Book Review: One for the Money
“One for the Money” by Janet Evanovich gives me hope. Not for the youth of America, or for the intelligence of our populace, but for my writing career. If this book can get published, as well as to #1 on the New York Times Bestseller list, then anything I write would surely do well.
It’s a decent book. There are no glaring plot-holes or grammatical errors. It’s an easy read, but not very compelling, so I had no problem setting it down when it was time to do other things; it’s the perfect book to take to the doctor’s office, or mechanic.
It’s about a young woman, Stephanie Plum, who loses her job, and can’t find another one. She gets so desperate, she goes to get a job from her cousin Vinnie, a bail bondsman. She has to go out and collect people who have skipped out on their bail, and get them into police custody so she can get paid. She has to go after a guy she slept with as a teenager, who is suspected of murder. Of course, there’s some romance involved, but not a disgusting amount, and she doesn’t get all loopy-headed about the guy.
For most of the book Stephanie wanders around, not really knowing what she’s doing, or what’s going on. There are a couple big red flags that should have told her, “Maybe a murder investigation isn’t for you”. In the last 20 or 30 pages everything comes out, but by then everything is so compacted together it’s mostly one character saying, “This is what happened”, and I’m reading it thinking, “Wait, what? Why would that guy do that? But I thought he…oh the book’s over”.

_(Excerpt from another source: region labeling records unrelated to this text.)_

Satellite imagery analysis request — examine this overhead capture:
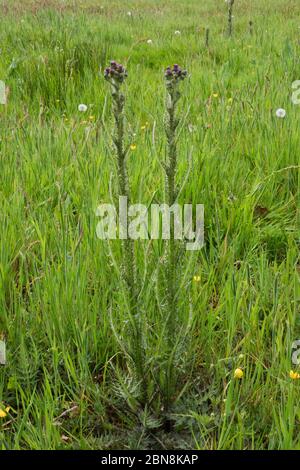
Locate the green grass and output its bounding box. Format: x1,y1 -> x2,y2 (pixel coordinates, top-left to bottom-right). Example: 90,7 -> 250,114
0,0 -> 300,449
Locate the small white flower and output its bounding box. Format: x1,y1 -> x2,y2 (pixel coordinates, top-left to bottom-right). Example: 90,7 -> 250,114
78,103 -> 87,113
276,108 -> 286,119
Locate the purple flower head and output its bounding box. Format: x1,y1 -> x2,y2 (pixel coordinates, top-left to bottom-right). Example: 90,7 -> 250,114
165,64 -> 187,83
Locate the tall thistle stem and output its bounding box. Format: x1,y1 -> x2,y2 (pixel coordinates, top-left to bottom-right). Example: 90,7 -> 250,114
228,0 -> 234,36
164,64 -> 187,426
104,61 -> 147,403
205,28 -> 210,49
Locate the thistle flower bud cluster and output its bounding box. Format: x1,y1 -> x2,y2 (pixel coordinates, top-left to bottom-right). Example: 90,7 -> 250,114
104,60 -> 127,84
165,64 -> 187,83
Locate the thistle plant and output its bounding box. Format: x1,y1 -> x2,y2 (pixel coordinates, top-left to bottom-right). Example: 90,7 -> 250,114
163,64 -> 187,428
205,28 -> 209,49
104,61 -> 146,402
228,0 -> 234,36
249,20 -> 253,36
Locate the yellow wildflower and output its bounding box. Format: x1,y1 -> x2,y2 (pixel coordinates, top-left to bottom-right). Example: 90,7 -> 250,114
290,370 -> 300,380
234,368 -> 244,379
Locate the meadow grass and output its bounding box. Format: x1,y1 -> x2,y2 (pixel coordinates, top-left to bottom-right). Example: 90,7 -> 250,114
0,0 -> 300,450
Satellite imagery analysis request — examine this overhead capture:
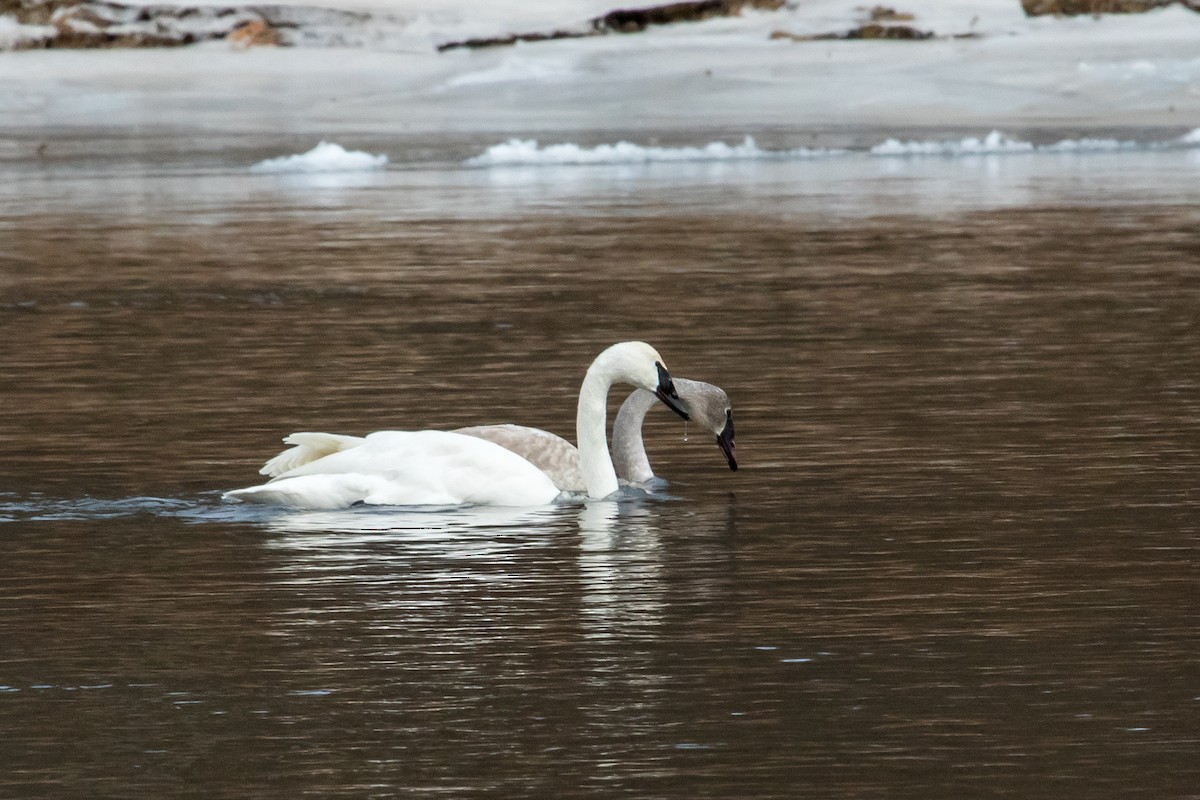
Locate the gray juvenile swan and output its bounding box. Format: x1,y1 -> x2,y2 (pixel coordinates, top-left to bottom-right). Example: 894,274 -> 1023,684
455,378 -> 738,492
224,342 -> 688,509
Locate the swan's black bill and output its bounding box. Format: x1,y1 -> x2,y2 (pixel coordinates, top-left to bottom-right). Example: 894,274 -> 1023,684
654,361 -> 691,420
716,411 -> 738,470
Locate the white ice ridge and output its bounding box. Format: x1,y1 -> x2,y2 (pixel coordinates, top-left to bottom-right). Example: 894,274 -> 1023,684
250,142 -> 388,173
467,137 -> 839,167
870,128 -> 1200,156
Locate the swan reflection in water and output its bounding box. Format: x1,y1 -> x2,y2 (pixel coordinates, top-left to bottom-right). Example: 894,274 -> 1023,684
256,497 -> 727,710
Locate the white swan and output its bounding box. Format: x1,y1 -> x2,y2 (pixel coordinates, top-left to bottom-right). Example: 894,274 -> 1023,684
455,378 -> 738,492
224,342 -> 688,509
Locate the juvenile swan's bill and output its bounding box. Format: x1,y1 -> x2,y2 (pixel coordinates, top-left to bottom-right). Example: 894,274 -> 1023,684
224,342 -> 688,509
456,378 -> 738,492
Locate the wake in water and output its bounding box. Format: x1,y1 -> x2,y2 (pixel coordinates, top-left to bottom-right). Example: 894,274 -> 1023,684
0,491 -> 678,534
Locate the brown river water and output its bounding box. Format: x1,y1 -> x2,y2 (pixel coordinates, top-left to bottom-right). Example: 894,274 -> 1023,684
0,145 -> 1200,800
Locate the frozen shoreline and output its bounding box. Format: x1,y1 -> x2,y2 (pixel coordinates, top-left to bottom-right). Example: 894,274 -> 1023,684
0,0 -> 1200,160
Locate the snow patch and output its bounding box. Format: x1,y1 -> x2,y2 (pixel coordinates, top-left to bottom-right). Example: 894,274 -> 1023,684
250,142 -> 388,173
870,128 -> 1200,156
467,137 -> 839,167
0,14 -> 59,50
871,131 -> 1033,156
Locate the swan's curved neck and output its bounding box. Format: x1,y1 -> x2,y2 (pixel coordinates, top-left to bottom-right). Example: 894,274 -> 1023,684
612,389 -> 658,483
575,363 -> 620,498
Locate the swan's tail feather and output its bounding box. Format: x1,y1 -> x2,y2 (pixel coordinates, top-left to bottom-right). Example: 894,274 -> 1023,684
258,432 -> 364,477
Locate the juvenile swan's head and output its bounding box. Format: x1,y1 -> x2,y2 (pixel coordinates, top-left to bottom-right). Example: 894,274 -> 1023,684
588,342 -> 688,420
674,378 -> 738,469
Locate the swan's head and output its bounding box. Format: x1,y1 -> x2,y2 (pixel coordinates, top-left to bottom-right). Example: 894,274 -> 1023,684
674,378 -> 738,469
588,342 -> 688,420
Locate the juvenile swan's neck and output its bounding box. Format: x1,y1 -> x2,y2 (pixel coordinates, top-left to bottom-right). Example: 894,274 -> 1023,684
612,388 -> 662,483
575,356 -> 619,498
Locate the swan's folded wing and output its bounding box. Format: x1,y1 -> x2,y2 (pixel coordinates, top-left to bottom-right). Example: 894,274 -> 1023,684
258,432 -> 366,477
455,425 -> 587,492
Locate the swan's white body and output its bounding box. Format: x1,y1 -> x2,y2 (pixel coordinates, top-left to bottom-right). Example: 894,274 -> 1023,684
455,378 -> 728,492
224,342 -> 673,509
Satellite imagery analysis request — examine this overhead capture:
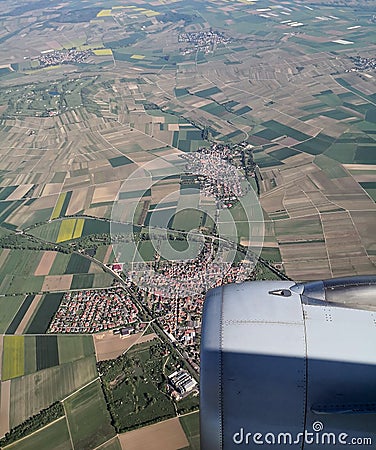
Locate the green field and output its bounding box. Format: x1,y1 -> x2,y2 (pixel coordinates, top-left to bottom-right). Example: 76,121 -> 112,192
57,335 -> 94,364
6,417 -> 73,450
9,356 -> 98,427
1,336 -> 25,380
179,411 -> 200,450
25,292 -> 64,334
98,437 -> 121,450
64,381 -> 116,450
99,340 -> 175,432
0,295 -> 25,333
36,336 -> 59,370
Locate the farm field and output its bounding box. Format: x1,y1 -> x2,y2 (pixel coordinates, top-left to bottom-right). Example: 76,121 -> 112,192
64,381 -> 115,450
99,339 -> 175,431
10,356 -> 97,427
5,417 -> 73,450
0,0 -> 376,450
179,412 -> 200,450
119,417 -> 188,450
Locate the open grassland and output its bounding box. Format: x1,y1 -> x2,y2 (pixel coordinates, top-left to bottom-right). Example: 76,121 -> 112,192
179,411 -> 200,450
119,417 -> 188,450
10,356 -> 97,427
64,380 -> 116,450
1,336 -> 25,380
57,335 -> 94,364
0,295 -> 25,333
6,417 -> 73,450
98,436 -> 121,450
56,219 -> 77,242
51,192 -> 67,220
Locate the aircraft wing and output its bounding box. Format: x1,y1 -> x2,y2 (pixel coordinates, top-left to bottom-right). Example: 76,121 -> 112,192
200,277 -> 376,450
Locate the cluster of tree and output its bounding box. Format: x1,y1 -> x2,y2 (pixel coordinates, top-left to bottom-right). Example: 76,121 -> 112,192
0,402 -> 64,448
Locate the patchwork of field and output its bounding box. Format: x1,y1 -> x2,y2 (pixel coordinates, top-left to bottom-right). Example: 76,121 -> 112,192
119,417 -> 189,450
261,151 -> 376,280
9,355 -> 98,427
0,0 -> 376,450
6,417 -> 73,450
0,248 -> 112,298
63,380 -> 116,450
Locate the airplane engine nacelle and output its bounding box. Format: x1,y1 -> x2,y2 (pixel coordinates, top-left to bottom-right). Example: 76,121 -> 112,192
200,277 -> 376,450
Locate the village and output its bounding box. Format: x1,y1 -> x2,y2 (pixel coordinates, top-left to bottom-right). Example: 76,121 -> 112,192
178,29 -> 231,55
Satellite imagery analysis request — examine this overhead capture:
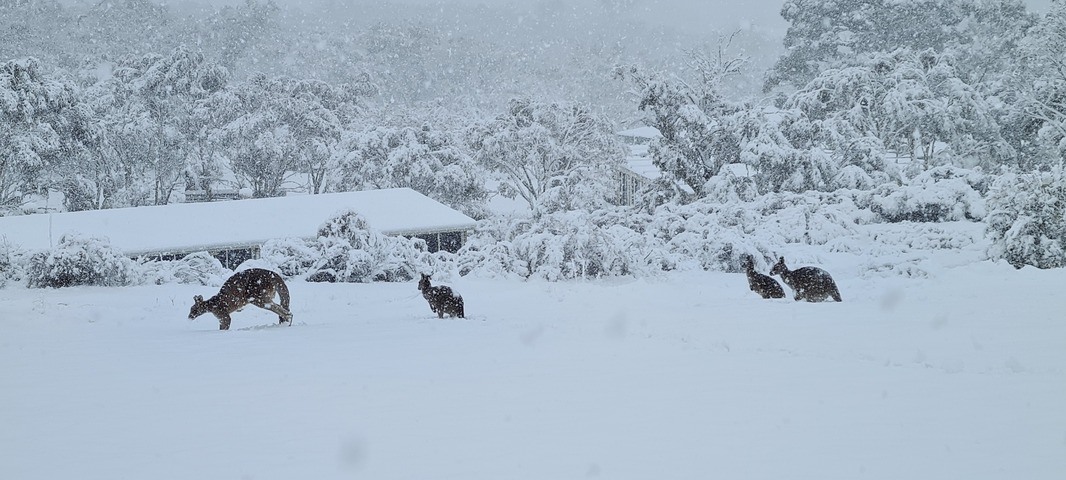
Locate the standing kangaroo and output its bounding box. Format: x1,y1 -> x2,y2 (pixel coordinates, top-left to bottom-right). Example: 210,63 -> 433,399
189,269 -> 292,330
770,257 -> 840,302
418,273 -> 466,318
744,255 -> 785,299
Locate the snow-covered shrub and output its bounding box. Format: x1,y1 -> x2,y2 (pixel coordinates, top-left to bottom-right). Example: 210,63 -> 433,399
0,240 -> 26,287
871,166 -> 985,223
455,208 -> 674,281
259,238 -> 322,278
313,211 -> 426,283
986,166 -> 1066,269
29,234 -> 135,288
141,252 -> 233,286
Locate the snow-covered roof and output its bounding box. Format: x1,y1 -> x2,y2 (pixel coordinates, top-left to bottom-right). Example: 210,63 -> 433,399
615,127 -> 662,139
0,189 -> 475,256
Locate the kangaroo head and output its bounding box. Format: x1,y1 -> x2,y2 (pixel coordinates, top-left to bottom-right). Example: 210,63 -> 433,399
770,257 -> 789,275
189,295 -> 208,320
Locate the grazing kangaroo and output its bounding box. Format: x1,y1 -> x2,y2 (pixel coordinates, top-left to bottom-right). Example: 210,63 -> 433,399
189,269 -> 292,330
744,255 -> 785,299
770,257 -> 840,302
418,273 -> 466,318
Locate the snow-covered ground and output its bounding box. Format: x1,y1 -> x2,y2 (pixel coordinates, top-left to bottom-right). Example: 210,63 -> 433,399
0,230 -> 1066,480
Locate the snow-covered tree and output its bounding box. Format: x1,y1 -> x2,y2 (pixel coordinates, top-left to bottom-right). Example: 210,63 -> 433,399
330,115 -> 488,219
615,51 -> 744,196
1007,0 -> 1066,166
87,47 -> 228,208
985,165 -> 1066,269
765,0 -> 1032,90
0,58 -> 93,208
28,233 -> 135,288
787,49 -> 1013,167
472,98 -> 625,215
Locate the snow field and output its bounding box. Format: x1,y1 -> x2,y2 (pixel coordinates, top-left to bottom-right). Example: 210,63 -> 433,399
0,259 -> 1066,479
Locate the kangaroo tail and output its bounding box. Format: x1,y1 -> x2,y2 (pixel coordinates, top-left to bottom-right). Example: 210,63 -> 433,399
274,275 -> 289,310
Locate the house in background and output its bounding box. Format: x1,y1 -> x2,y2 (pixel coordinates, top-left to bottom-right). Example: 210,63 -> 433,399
0,189 -> 477,269
615,127 -> 662,205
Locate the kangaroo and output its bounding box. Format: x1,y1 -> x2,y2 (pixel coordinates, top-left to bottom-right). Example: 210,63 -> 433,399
189,269 -> 292,330
770,257 -> 840,302
744,255 -> 785,299
418,273 -> 466,318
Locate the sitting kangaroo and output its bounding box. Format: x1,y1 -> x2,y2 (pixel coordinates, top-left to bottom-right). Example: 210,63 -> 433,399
418,273 -> 466,318
189,269 -> 292,330
770,257 -> 840,302
744,255 -> 785,299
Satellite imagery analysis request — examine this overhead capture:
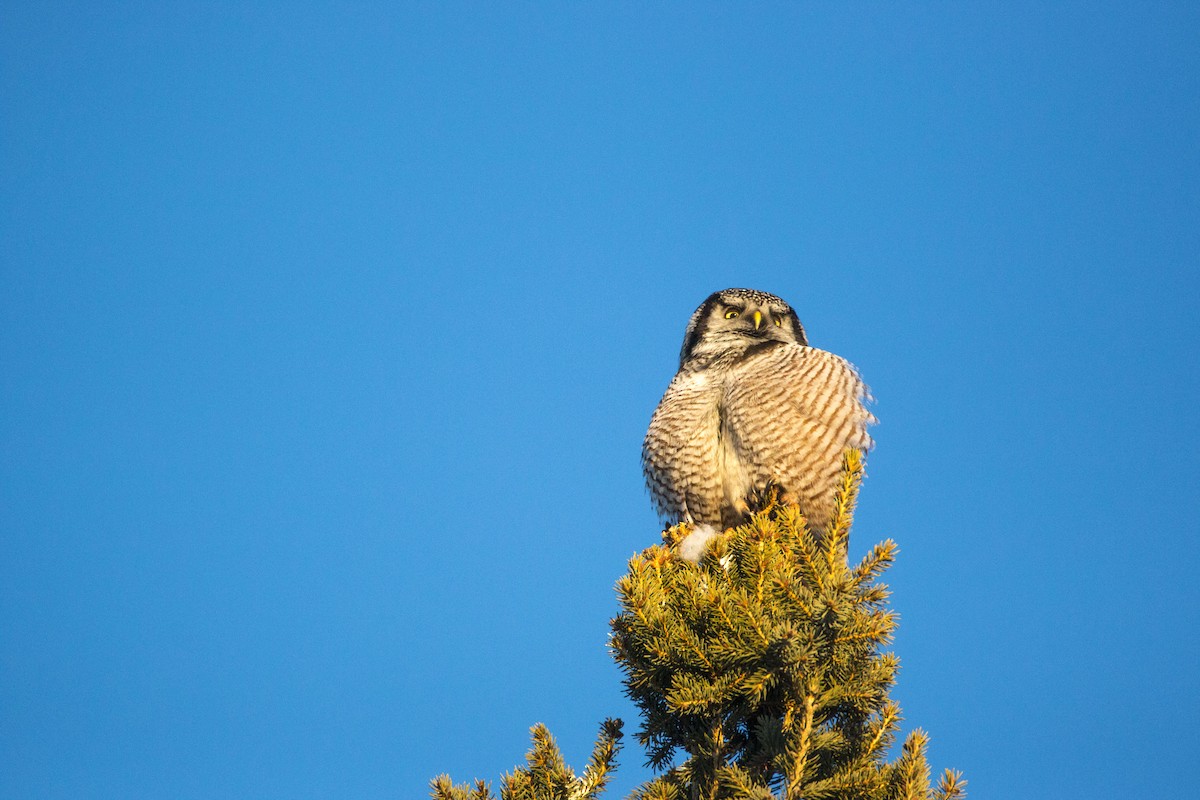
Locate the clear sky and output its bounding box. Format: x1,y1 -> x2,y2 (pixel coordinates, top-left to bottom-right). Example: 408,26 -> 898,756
0,1 -> 1200,800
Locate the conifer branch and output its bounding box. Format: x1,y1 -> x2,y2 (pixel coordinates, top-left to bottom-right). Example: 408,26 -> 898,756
431,450 -> 966,800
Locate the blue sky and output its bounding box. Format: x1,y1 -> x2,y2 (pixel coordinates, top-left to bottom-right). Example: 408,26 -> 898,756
0,2 -> 1200,799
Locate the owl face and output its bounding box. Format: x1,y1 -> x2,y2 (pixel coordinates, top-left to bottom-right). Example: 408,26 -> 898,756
679,289 -> 808,366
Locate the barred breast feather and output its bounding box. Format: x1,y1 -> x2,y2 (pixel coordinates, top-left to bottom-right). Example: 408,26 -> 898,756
642,342 -> 875,529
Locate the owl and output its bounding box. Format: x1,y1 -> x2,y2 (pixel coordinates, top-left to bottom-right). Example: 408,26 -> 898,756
642,289 -> 875,534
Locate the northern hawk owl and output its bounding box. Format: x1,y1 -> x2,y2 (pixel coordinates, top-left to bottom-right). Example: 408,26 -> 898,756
642,289 -> 875,531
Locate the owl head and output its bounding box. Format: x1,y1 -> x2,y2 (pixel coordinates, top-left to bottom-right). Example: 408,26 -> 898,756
679,289 -> 809,366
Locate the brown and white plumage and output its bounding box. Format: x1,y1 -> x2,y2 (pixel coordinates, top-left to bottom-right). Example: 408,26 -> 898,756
642,289 -> 875,530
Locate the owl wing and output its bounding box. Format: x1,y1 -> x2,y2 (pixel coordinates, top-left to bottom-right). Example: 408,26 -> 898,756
722,343 -> 876,524
642,373 -> 722,523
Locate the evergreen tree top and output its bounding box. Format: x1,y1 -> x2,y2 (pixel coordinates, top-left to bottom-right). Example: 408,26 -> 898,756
433,450 -> 965,800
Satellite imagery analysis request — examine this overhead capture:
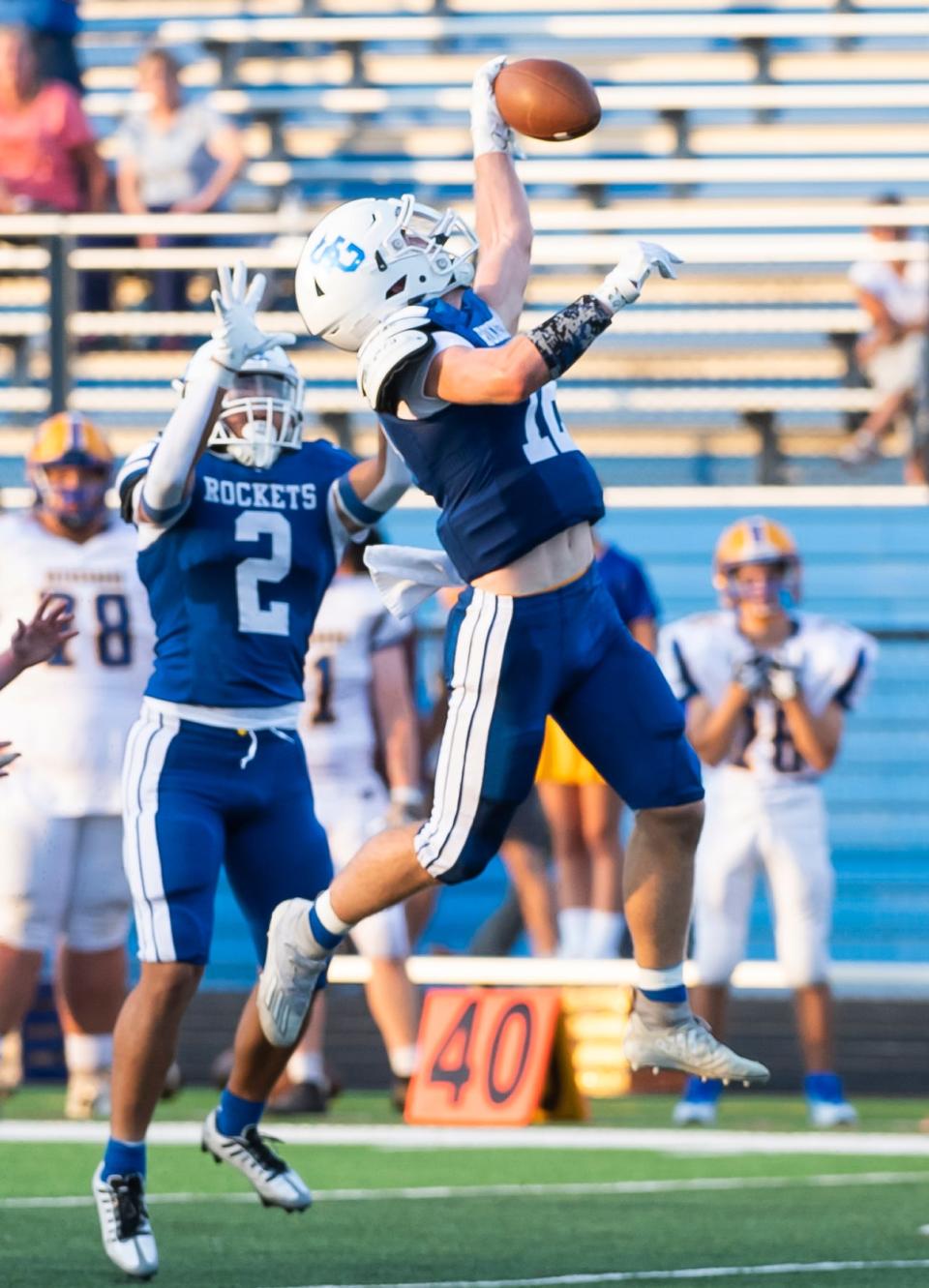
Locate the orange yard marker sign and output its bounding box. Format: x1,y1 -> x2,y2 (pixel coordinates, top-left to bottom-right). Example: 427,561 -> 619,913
405,988 -> 584,1127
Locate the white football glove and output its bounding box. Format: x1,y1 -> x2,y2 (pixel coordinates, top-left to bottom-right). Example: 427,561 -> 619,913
470,54 -> 518,157
768,659 -> 800,702
205,259 -> 296,389
592,240 -> 683,313
732,657 -> 768,698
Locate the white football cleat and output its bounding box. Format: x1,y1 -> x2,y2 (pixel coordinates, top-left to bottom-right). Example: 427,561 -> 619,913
93,1163 -> 159,1279
257,899 -> 326,1047
65,1070 -> 109,1121
672,1098 -> 716,1127
622,1011 -> 770,1086
199,1109 -> 314,1212
807,1098 -> 858,1129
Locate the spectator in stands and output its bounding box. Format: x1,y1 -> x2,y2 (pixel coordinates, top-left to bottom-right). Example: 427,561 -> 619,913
0,27 -> 107,214
536,538 -> 658,957
116,49 -> 245,312
843,194 -> 929,483
0,0 -> 82,93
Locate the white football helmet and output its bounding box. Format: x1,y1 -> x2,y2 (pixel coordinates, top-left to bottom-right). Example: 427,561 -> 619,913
206,345 -> 303,470
295,194 -> 478,353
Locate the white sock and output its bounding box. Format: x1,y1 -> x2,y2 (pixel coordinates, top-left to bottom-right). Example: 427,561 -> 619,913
586,908 -> 625,958
386,1044 -> 419,1078
296,890 -> 351,958
558,908 -> 590,957
287,1051 -> 326,1087
65,1033 -> 113,1073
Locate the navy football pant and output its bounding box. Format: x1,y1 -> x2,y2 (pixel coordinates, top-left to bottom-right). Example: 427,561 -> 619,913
122,707 -> 333,965
416,567 -> 704,884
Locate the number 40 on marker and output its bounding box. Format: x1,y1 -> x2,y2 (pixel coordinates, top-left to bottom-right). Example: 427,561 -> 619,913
405,988 -> 584,1125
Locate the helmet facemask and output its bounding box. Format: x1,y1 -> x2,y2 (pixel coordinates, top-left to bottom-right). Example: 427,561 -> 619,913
207,367 -> 303,470
715,556 -> 800,615
30,454 -> 112,532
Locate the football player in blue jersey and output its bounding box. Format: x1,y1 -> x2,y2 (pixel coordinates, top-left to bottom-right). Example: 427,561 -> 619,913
259,59 -> 768,1097
94,264 -> 408,1277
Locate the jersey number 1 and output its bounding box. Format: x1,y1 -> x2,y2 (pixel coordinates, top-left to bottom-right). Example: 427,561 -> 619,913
236,510 -> 292,635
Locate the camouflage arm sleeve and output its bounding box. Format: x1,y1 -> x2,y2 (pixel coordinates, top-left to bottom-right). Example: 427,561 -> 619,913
525,295 -> 614,380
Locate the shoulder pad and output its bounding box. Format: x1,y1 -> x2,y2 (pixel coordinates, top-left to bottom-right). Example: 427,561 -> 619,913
358,304 -> 435,413
115,439 -> 159,523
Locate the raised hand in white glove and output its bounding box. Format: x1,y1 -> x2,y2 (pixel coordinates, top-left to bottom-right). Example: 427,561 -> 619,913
592,240 -> 683,313
768,658 -> 800,702
205,259 -> 296,389
732,655 -> 768,698
470,54 -> 517,157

I had actually acquired this three book set, “One for the Money”, “Two for the Dough”, “Three to get Deadly”, and after reading the first one, I feel no need to read the other two, much less anything else by Janet Evanovich. On the Clever Chick Scale this gets a “It’s an airport book”. Translation: It’s the kind of thing people buy at the last second when they’re about to get on a plane and realize they need something to read; it’s innocuous, inoffensive, and readable. That’s why Janet’s name is so huge on the cover; so you notice it across the terminal. Same goes for Dean Koontz.